Y no fue hasta ya entrado mayo, cuando, unas tres semanas antes del alumbramiento esperado, emprendí el segundo conato de aborto, cuando se decidió a hablar, sin decirle toda la verdad, con su esposo Matzerath. Durante la comida, y en mi presencia, dijo: —Oscarcito se está portando últimamente como un salvaje en sus juegos, y me pega mucho en el vientre. Tal vez sería mejor que hasta pasado el nacimiento lo dejáramos con mamá, que tiene sitio.
Eso fue lo que Matzerath oyó y creyó. Pero, en realidad, mi encuentro con María había consistido en un ataque criminal.
Ella se había tendido en el sofá después de comer. Matzerath, después de haber lavado los platos de la comida, se hallaba en la tienda decorando el escaparate. En el salón reinaba el silencio. Tal vez una mosca, el reloj como siempre y, en la radio, muy bajo, un informe sobre los éxitos de los paracaidistas en Creta. Yo sólo presté atención cuando hicieron hablar al gran boxeador Max Schmeling. Según pude entender, al saltar y aterrizar sobre el suelo rocoso de Creta, el campeón mundial se había torcido un pie y debía ahora guardar cama y cuidarse, lo mismo que María, que también tuvo que guardar cama después de la caída de la escalera. Schmeling habló con calma, comedidamente; luego tomaron la palabra otros paracaidistas menos prominentes, y Óscar ya no escuchó más: silencio, tal vez una mosca, el reloj como siempre, y la radio, apenas.
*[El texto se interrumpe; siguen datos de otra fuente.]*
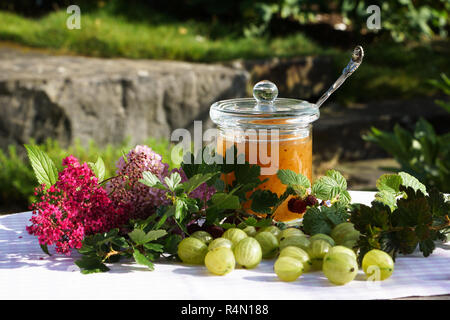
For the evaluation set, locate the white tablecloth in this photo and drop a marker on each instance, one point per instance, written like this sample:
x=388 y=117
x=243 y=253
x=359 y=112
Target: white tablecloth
x=27 y=273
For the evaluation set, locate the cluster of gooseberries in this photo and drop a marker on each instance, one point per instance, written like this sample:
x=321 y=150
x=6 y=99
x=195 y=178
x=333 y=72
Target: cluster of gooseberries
x=294 y=251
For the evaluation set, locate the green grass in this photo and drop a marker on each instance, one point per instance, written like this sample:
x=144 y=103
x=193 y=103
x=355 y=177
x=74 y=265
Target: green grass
x=104 y=35
x=389 y=70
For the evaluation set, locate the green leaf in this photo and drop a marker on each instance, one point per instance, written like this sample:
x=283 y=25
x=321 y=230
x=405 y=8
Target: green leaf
x=197 y=180
x=250 y=221
x=338 y=178
x=427 y=247
x=180 y=206
x=44 y=248
x=154 y=247
x=140 y=237
x=89 y=264
x=151 y=180
x=324 y=219
x=225 y=201
x=43 y=167
x=389 y=183
x=173 y=181
x=100 y=169
x=263 y=201
x=315 y=222
x=171 y=243
x=387 y=198
x=142 y=259
x=291 y=178
x=155 y=234
x=411 y=181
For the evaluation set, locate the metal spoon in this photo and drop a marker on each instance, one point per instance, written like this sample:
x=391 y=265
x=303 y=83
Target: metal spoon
x=355 y=61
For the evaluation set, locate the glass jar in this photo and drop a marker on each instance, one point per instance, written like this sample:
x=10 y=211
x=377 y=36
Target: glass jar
x=275 y=133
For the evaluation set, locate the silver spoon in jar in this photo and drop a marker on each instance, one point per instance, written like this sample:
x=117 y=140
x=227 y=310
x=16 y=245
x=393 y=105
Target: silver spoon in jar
x=355 y=61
Estaba yo sentado junto a la ventana, sobre mi banquito, y observaba el cuerpo de María sobre el sofá. Respiraba profundamente y tenía los ojos cerrados. De vez en cuando golpeaba yo, a contrapelo, mi tambor. Ella no se movía, pero me obligaba, con todo, a respirar con su vientre en una misma habitación. Por supuesto que estaban también el reloj, la mosca entre los cristales y la cortina, y la radio con la isla pedregosa de Creta de trasfondo. Pero todo esto se sumergió en pocos instantes, y yo ya no veía más que el vientre, y ya no sabía en qué habitación el tal vientre se inflaba, ni a quién pertenecía, ni quién lo había puesto así, y no tenía más que un deseo: ¡tiene que desaparecer, ese vientre; es un error que te tapa la vista, levántate, haz algo! Así, pues, me levanté. Tienes que ver cómo lo arreglas. Y me fui acercando al vientre, y de paso cogí algo. Tendrías que hacer aquí un poco de aire, eso es una hinchazón maligna. Levanté, pues, lo que había tomado de paso y busqué un lugar en el vientre, entre las manecitas de María. Decídete de una vez, Óscar, si no María abrirá los ojos. Sentíame ya observado, pero seguí mirando la mano izquierda de María que temblaba ligeramente; vi, de todos modos, que ella retiraba la mano derecha, que la mano derecha se proponía algo, de modo que no me sorprendió mucho que, con la mano derecha, María le quitara a Óscar las tijeras de la mano. Tal vez permanecí todavía por espacio de algunos segundos con el puño en alto, pero vacío, oí el reloj, la mosca, la voz del locutor en la radio que anunciaba el final de la información relativa a Creta, di luego media vuelta y, antes de que empezara la emisión siguiente —música alegre de dos a tres—, abandoné el salón que, en presencia de un vientre que ocupaba mucho lugar, se me había hecho demasiado estrecho.